Require teachers and school sites to submit prioritized needs first: core materials, supplies, technology, and competitive compensation to attract and retain effective educators. Fund direct instruction and teacher pay as priority one. Only then layer in site-level operations, followed by central administration, compliance, and secondary programs as resources permit.
This “Classrooms First” approach flips the current budget process model. It forces every layer above the classroom to prove it supports actual teaching and learning. The Legislature should amend LCFF and SCFF statutes to mandate classroom-level needs assessments and teacher input before any district or system overhead is allocated. Add transparency requirements, outcome-linked tracking, and stronger performance incentives tied to student results.
Where Is the State Controller?
Education consumes a massive share of California’s budget—tens of billions under Prop 98 alone, yet the state’s chief fiscal officer, Controller Malia Cohen, has been largely missing in action on the core failure: getting money to actual classrooms instead of bureaucracy. The California Constitution grants the Controller sweeping powers as the independent fiscal watchdog: to superintend all state financial concerns, audit claims against public funds, conduct independent reviews of agencies and programs, and oversee disbursements across government.
These are not ceremonial duties. They are substantive tools to expose waste, inefficiency, and misallocation that threaten taxpayers and students. Yet Cohen has treated the office more as form than substance—issuing statements and chairing narrow task forces on charter school fraud while the broader TK-14 system hemorrhages resources into overhead and secondary initiatives with little visible auditing of how Prop 98 and related dollars actually reach classrooms.
She appears to lack basic financial understanding of how top-down block grants, unchecked administrative bloat, and diversion to non-core programs distort priorities and deliver poor returns on one of the state’s largest investments. Across education and every other sector, the Controller could and must do far more: demand detailed, transparent reporting on classroom-versus-overhead spending; perform rigorous, independent performance audits tied to student outcomes; and hold districts and the Department of Education accountable for results rather than inputs.
It is time for Controller Cohen to use her constitutional authority aggressively. Californians deserve to know exactly where their education dollars are going—and why so little seems to improve foundational skills.

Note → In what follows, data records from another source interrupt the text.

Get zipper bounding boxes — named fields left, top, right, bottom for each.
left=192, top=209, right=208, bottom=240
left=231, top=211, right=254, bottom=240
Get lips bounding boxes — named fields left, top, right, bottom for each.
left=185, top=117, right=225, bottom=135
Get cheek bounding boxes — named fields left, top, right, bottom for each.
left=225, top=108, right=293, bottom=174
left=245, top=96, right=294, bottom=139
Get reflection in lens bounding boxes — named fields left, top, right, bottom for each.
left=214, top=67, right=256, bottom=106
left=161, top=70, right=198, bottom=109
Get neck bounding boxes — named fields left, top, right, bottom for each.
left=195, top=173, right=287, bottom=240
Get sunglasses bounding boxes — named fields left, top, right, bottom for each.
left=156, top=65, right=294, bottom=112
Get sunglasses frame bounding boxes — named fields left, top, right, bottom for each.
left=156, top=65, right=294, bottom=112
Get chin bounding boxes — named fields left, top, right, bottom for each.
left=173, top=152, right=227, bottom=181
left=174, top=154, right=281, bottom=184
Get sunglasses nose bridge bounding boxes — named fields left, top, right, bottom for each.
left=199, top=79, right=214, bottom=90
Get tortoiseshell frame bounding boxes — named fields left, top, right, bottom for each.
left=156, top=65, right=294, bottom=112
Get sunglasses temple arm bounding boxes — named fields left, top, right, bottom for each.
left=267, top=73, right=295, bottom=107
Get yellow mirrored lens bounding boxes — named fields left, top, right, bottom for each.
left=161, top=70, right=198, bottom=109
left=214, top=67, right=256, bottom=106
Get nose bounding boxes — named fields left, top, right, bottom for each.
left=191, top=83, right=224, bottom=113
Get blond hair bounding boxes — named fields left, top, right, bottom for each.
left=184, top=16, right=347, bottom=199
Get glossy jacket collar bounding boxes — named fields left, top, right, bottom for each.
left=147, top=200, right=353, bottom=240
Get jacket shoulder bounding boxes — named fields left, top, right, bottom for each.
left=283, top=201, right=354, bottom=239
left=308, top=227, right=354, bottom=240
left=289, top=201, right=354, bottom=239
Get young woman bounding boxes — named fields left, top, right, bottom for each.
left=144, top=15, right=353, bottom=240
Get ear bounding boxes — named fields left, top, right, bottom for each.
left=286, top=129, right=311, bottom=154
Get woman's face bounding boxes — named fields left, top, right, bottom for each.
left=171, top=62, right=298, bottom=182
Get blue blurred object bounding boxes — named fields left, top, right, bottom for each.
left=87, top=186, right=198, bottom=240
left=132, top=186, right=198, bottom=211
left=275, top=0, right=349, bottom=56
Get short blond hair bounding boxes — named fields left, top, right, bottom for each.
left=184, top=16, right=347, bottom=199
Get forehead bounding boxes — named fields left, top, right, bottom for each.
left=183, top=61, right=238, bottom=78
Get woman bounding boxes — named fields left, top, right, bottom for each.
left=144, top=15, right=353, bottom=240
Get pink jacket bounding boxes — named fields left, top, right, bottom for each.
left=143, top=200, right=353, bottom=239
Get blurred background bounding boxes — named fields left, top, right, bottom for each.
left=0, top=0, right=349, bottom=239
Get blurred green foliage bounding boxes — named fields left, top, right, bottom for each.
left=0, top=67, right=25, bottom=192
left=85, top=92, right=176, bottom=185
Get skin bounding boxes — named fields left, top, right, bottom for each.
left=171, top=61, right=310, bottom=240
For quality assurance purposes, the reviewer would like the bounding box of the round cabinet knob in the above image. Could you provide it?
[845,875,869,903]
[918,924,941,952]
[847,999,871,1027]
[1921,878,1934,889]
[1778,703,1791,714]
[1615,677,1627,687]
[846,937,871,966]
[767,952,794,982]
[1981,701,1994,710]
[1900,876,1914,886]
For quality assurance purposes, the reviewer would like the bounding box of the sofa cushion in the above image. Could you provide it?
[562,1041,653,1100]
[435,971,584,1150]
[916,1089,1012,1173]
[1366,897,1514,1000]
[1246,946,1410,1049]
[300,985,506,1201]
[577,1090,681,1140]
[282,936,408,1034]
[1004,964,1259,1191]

California does not lack funding for education. It lacks prioritization. Adopting Classrooms First bottom up budgeting would redirect resources to teachers delivering instruction and students who deserve real results. Until budgets are built from the classroom up rather than trickling down from systems, additional spending will continue to produce disappointing outcomes. It’s past time to put classrooms, teachers, and students ahead of bureaucracy.